By permanent do you mean it is not switchable? I guess what I mean is can it be used to make a 2 reduction lenco into a 2 reduction+2od=4speed?

Tried to make that not confusing. Hope it worked.


----------



## John Metric (Feb 26, 2009)

DanGT86 said:


> So they consider it standard when its on the back of their CS2 transmission and it costs $2600? Putting it directly on a transwarp (like DC plasma's Gearvendor) is what costs extra?
> 
> By permanent do you mean it is not switchable? I guess what I mean is can it be used to make a 2 reduction lenco into a 2 reduction+2od=4speed?
> 
> Tried to make that not confusing. Hope it worked.

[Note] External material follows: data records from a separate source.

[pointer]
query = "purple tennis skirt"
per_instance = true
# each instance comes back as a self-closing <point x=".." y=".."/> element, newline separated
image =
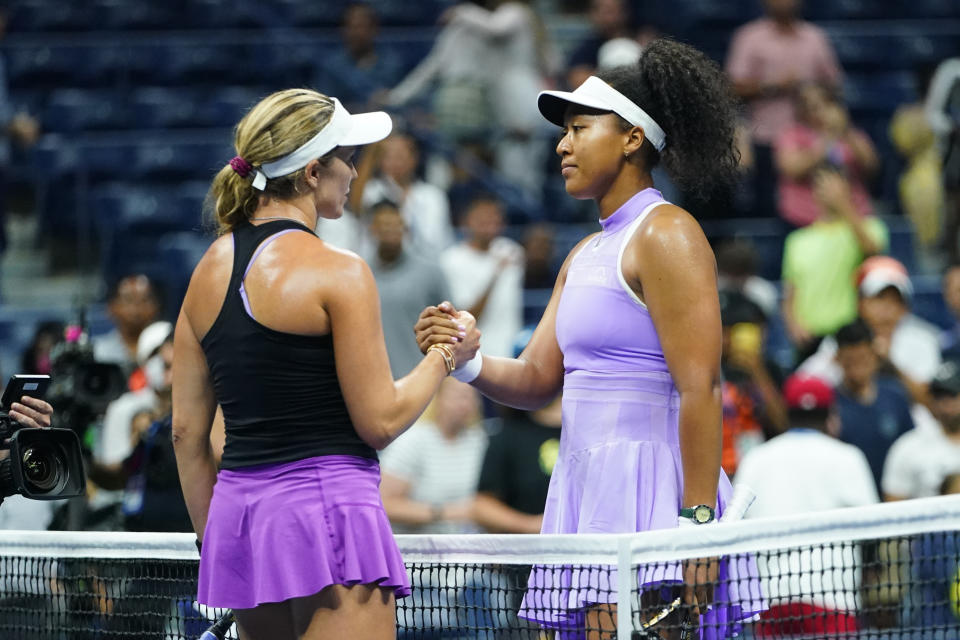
<point x="289" y="530"/>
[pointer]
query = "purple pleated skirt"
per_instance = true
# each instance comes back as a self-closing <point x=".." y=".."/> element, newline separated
<point x="619" y="471"/>
<point x="288" y="530"/>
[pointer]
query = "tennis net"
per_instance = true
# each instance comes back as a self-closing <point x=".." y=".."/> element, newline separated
<point x="885" y="571"/>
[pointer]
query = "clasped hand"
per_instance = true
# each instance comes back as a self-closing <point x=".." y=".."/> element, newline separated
<point x="443" y="324"/>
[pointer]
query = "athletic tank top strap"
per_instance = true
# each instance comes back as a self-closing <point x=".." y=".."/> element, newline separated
<point x="279" y="391"/>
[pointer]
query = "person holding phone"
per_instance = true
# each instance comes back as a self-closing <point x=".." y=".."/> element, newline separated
<point x="631" y="334"/>
<point x="283" y="332"/>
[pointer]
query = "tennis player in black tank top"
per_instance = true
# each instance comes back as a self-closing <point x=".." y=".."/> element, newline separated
<point x="283" y="333"/>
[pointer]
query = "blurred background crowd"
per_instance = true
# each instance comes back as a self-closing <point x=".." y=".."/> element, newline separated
<point x="837" y="251"/>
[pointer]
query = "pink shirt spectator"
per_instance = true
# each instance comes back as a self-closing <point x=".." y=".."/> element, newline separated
<point x="763" y="53"/>
<point x="797" y="203"/>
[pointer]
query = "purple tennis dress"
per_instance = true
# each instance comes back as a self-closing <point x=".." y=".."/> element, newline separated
<point x="619" y="468"/>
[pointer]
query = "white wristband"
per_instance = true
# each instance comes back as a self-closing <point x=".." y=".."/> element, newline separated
<point x="687" y="522"/>
<point x="469" y="370"/>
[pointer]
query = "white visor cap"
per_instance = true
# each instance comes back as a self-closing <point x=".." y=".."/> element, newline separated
<point x="597" y="94"/>
<point x="344" y="130"/>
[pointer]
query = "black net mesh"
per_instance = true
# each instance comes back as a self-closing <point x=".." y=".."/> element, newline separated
<point x="898" y="587"/>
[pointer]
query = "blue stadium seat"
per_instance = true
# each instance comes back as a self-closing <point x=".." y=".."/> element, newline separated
<point x="847" y="9"/>
<point x="883" y="91"/>
<point x="77" y="110"/>
<point x="179" y="159"/>
<point x="51" y="15"/>
<point x="125" y="15"/>
<point x="227" y="105"/>
<point x="867" y="49"/>
<point x="31" y="66"/>
<point x="162" y="108"/>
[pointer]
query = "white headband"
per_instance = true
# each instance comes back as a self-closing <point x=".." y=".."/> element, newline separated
<point x="343" y="129"/>
<point x="597" y="94"/>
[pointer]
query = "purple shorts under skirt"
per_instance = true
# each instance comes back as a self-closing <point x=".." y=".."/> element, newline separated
<point x="288" y="530"/>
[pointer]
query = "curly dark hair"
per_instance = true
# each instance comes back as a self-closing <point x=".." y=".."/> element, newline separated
<point x="687" y="94"/>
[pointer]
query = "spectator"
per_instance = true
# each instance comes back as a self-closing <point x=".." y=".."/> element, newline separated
<point x="908" y="347"/>
<point x="360" y="69"/>
<point x="430" y="474"/>
<point x="152" y="497"/>
<point x="489" y="65"/>
<point x="516" y="470"/>
<point x="737" y="271"/>
<point x="943" y="113"/>
<point x="406" y="283"/>
<point x="921" y="181"/>
<point x="494" y="291"/>
<point x="768" y="59"/>
<point x="874" y="409"/>
<point x="133" y="302"/>
<point x="950" y="338"/>
<point x="820" y="260"/>
<point x="921" y="459"/>
<point x="388" y="171"/>
<point x="118" y="436"/>
<point x="611" y="21"/>
<point x="753" y="408"/>
<point x="36" y="357"/>
<point x="805" y="471"/>
<point x="821" y="140"/>
<point x="539" y="245"/>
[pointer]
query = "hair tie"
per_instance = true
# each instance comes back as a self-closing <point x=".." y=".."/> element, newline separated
<point x="241" y="166"/>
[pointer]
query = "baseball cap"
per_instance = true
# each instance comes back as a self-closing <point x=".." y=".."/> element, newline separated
<point x="807" y="393"/>
<point x="880" y="272"/>
<point x="151" y="338"/>
<point x="946" y="381"/>
<point x="344" y="129"/>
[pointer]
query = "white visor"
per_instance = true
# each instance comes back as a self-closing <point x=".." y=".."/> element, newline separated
<point x="343" y="130"/>
<point x="597" y="94"/>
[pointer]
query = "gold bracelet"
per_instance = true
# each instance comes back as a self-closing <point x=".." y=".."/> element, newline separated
<point x="446" y="353"/>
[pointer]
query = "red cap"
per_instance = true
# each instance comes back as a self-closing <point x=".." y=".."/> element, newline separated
<point x="807" y="393"/>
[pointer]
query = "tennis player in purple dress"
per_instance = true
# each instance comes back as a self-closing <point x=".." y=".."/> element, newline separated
<point x="283" y="333"/>
<point x="632" y="334"/>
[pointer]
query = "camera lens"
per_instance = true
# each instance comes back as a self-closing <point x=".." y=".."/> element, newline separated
<point x="42" y="467"/>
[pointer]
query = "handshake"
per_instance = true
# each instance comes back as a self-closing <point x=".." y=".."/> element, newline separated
<point x="445" y="325"/>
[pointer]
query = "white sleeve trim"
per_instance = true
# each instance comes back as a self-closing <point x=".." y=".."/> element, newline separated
<point x="630" y="230"/>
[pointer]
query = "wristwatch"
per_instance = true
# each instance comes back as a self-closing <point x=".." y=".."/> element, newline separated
<point x="700" y="514"/>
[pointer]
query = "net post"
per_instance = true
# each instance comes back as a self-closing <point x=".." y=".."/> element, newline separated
<point x="624" y="589"/>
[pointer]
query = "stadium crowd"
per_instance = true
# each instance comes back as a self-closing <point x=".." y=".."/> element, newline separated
<point x="837" y="261"/>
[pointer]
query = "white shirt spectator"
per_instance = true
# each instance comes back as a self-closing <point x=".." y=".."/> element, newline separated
<point x="914" y="350"/>
<point x="804" y="471"/>
<point x="469" y="272"/>
<point x="918" y="462"/>
<point x="439" y="470"/>
<point x="425" y="209"/>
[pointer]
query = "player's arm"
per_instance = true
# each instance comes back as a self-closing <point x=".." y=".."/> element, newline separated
<point x="529" y="381"/>
<point x="380" y="408"/>
<point x="677" y="276"/>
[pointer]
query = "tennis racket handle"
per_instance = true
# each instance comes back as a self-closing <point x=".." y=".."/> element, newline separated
<point x="218" y="630"/>
<point x="740" y="502"/>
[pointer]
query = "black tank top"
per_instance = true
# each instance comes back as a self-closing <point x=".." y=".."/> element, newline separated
<point x="279" y="392"/>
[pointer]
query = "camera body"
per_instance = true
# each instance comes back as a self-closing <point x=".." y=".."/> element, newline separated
<point x="44" y="464"/>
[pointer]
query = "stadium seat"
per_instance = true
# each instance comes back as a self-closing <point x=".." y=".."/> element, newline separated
<point x="77" y="110"/>
<point x="882" y="92"/>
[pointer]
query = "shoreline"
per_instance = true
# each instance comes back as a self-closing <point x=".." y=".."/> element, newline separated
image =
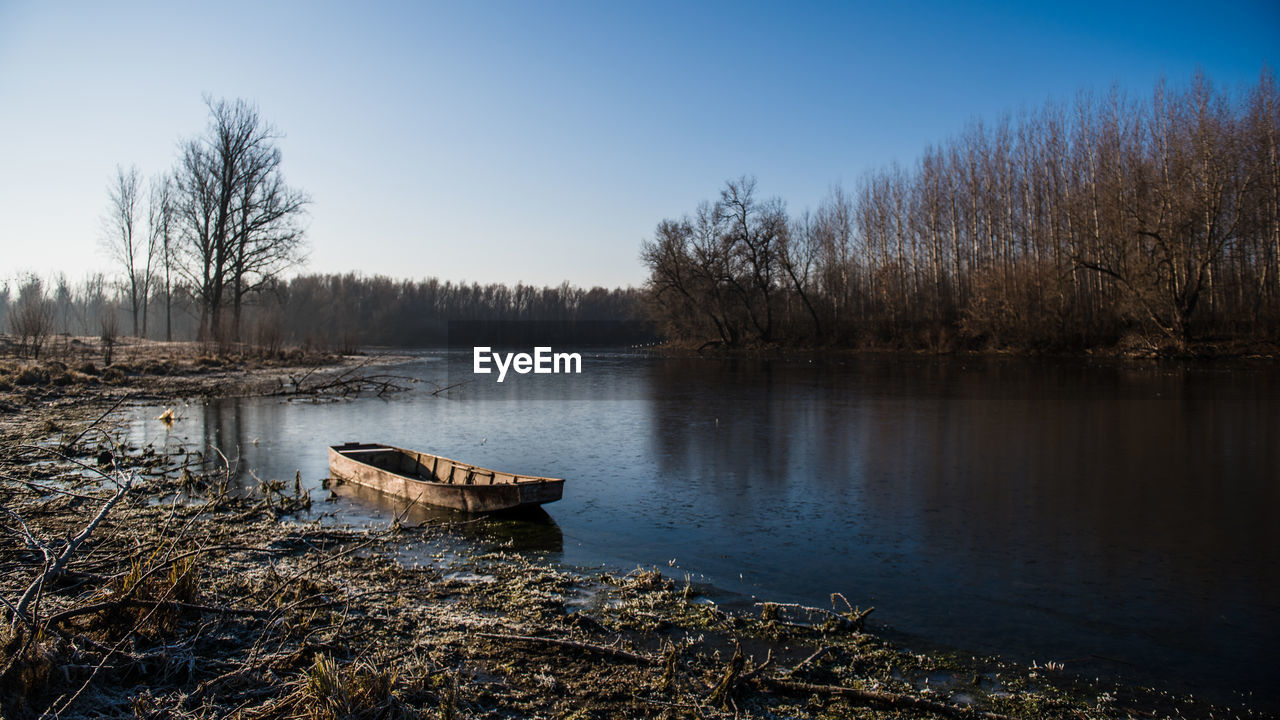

$2600, Yes, pricey, eh? Building the TWarp adapter costs $450 extra.
Permanent, meaning it's always active, no switching it on or off like GV.

My solution to this problem is in my Assualt&Battery build thread. Two cases, four speeds. plus reverse and neutral. Used parts about $3200.


----------



## GerhardRP (Nov 17, 2009)

John Metric said:


> Permanent, meaning it's always active, no switching it on or off like GV.


Does that mean it will transmit torque in both directions and both speeds? Thinking regenerative braking.
Gerhard

Edit: I misunderstood. This is a fixed gear, not a shiftable overdrive, so I wonder what advantage it has.
G.


----------